L’AI Assistant nei Workflows di HighLevel include ora le performance WhatsApp: metriche di invio, consegna, fallimento e lettura interrogabili in linguaggio naturale.

A cura della redazione di HighLevel ItaliaMetodo editoriale
Fonte primaria consultata
HighLevel porta le analytics WhatsApp nell’AI Assistant dei Workflows

TL;DR: HighLevel ha esteso l’AI Assistant disponibile nei Workflows alle metriche delle azioni WhatsApp. Secondo il changelog ufficiale, è ora possibile chiedere in linguaggio naturale dati su invii totali, messaggi consegnati, falliti e in attesa, oltre a conteggi e tassi di lettura. L’assistente può inoltre confrontare l’intervallo richiesto con il periodo immediatamente precedente. L’obiettivo dichiarato è riunire nell’interfaccia conversazionale la lettura delle prestazioni di Email, SMS e WhatsApp, evitando di dover consultare separatamente dashboard ed execution log per una prima analisi del workflow.

In sintesi

Con l’aggiornamento denominato “WhatsApp Analytics in the AI Assistant in Workflows”, HighLevel amplia la copertura analitica del proprio assistente AI nei flussi di automazione. La novità riguarda in modo specifico gli step WhatsApp presenti in un workflow: l’utente può formulare una domanda testuale e ricevere dati calcolati sui dati live relativi a quella fase.

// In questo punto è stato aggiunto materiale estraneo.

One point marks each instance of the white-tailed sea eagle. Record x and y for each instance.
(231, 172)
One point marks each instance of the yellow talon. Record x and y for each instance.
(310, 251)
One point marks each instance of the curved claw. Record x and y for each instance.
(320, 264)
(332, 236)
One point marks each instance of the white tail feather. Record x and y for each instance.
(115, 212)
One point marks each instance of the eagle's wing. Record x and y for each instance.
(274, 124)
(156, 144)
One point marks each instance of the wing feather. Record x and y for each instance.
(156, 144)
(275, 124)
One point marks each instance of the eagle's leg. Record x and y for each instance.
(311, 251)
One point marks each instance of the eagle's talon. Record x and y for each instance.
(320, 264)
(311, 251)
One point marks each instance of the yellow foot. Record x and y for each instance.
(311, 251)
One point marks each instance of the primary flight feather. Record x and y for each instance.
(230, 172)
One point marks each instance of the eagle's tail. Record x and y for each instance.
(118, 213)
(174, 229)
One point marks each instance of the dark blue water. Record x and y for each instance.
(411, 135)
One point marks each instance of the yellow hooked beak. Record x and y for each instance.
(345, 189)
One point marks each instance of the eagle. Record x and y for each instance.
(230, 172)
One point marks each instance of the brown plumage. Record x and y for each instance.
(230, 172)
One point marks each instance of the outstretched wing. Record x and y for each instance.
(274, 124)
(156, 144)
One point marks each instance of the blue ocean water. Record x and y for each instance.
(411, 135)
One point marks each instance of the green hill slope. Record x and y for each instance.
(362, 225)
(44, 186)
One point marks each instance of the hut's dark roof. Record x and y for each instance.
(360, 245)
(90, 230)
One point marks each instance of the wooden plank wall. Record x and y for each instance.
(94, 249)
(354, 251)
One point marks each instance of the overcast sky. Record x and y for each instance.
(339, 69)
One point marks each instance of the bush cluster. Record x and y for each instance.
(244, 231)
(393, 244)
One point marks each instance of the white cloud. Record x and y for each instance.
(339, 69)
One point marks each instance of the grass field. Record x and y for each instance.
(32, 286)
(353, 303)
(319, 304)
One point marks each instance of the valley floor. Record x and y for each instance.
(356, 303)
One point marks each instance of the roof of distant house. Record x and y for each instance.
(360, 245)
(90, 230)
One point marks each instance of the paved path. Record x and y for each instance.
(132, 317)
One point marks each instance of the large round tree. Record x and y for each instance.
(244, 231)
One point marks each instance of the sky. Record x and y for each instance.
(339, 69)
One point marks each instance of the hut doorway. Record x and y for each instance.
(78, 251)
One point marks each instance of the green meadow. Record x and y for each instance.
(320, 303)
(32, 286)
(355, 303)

La fonte ufficiale indica che l’AI Assistant restituisce, per qualsiasi step WhatsApp, il totale degli invii e i conteggi di messaggi consegnati, falliti e in attesa. Alle quantità affianca il tasso di consegna e il tasso di fallimento calcolati. Sono inclusi anche i messaggi letti tra quelli consegnati e il relativo read rate, ossia il tasso di lettura.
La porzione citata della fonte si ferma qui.